Los bancos, por definición en busca del mayor rendimiento del capital, han diferido por cuatro meses algunos pagos de sus deudores.  Por el contrario, López Obrador amenaza con que cada empresa debe de pagar en tiempo y forma sus impuestos, en vez de un apoyo mientras pasa la crisis sanitaria. Lo malo es que si empresas con altos volúmenes de empleo quiebran, caerá más el empleo y el dinero destinado a los pobres, terminará por no alcanzar y acentuará el nivel de pobreza.

Una industria estratégica para el desarrollo nacional es la automotriz. Genera el 5 por ciento del Producto Interno Bruto y participa con el 20 por ciento del empleo total en el país. Una quiebra en el sector o fondos suficientes para pagar la nómina mensual, sería catastrófica y acentuaría más el nivel de desempleo.

En vez de voltear a ver empresas que generan gran parte de la riqueza nacional, el presidente López Obrador insiste, entre la retórica y la ficción, en mantener contra toda lógica política y económica, lo que ya se conoce como sus tres grandes proyectos: el aeropuerto de Santa Lucía, la refinería de Tres Bocas y el Tren Maya del cual ya obtuvo el permiso de la madre tierra.

Recientemente Cementos Mexicanos (CEMEX) cerró sus 15 plantas. López Obrador ya anunció que el poco cemento producido,  será para el aeropuerto Felipe Ángeles, la refinería a construir en un pantano y el versátil Tren Maya condenado al fracaso.

Pregona como gran logro el apoyo de 25 mil pesos a las pequeñas y medianas industrias (PYMES) como si ello fuera a resolver la pandemia económica en ciernes. Sólo un dato. Las PYMES representan el 95 por ciento de las empresas en México y emplean el 73 por ciento de la mano de obra.

En promedio cada uno de esos negocios emplea entre 6 y 7 trabajadores. Pero en el caso de que sean 4 y ganen 4 o 5 mil pesos, los 25 mil pesos ya se fueron en pagar sueldos de 15 a 20 mil pesos, más 8 a 12 mil pesos de renta, esos 25 mil pesos no sólo desaparecen, sino que el pequeño empresario terminará en números rojos cada mes y finalmente se podrá en camino de la quiebra.

López Obrador en vez de gastar en el bienestar del país, prefiere mantener sus proyectos personales y su base electoral para el 2021 y el 2024. En su informe trimestral, hizo una apología del gobierno del presidente Franklin Delano Roosvelt, por su actuación durante la gran depresión de 1929. Calificó al Presidente estadounidense como titán de las libertades al decir: “El interés propio, egoísta, suponía una mala moral.
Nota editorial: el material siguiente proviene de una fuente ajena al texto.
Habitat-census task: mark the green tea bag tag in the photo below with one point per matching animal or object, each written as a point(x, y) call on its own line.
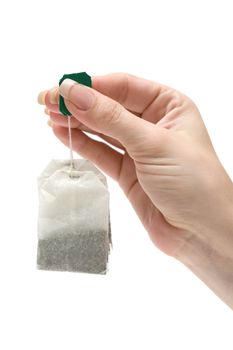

Ahora sabemos que también era una mala economía.”

Parece que el Presidente mexicano nada practica de lo que pregona como ejemplo. Roosvelt es el artífice de lo que se conoce como el New Deal (el nuevo trato). Este instrumento de política económica propició la intervención más grande del Estado norteamericano en el país neoliberal y capitalista por excelencia.

Entre las 22 medidas económicas del New Deal, destacaron por su eficacia el préstamo por 580 millones de dólares a los industriales de los Estados Unidos, algo así como 15 mil millones de dólares de hoy.

Y como columna vertebral de la recuperación económica del New Deal, fue la ley de 1933 para la reconstrucción de la industria nacional. Por primera vez se planeaba la reorganización industrial bajo la vigilancia del gobierno. Algo que los empresarios en México han solicitado permanentemente y les han cerrado las puertas de Palacio Nacional.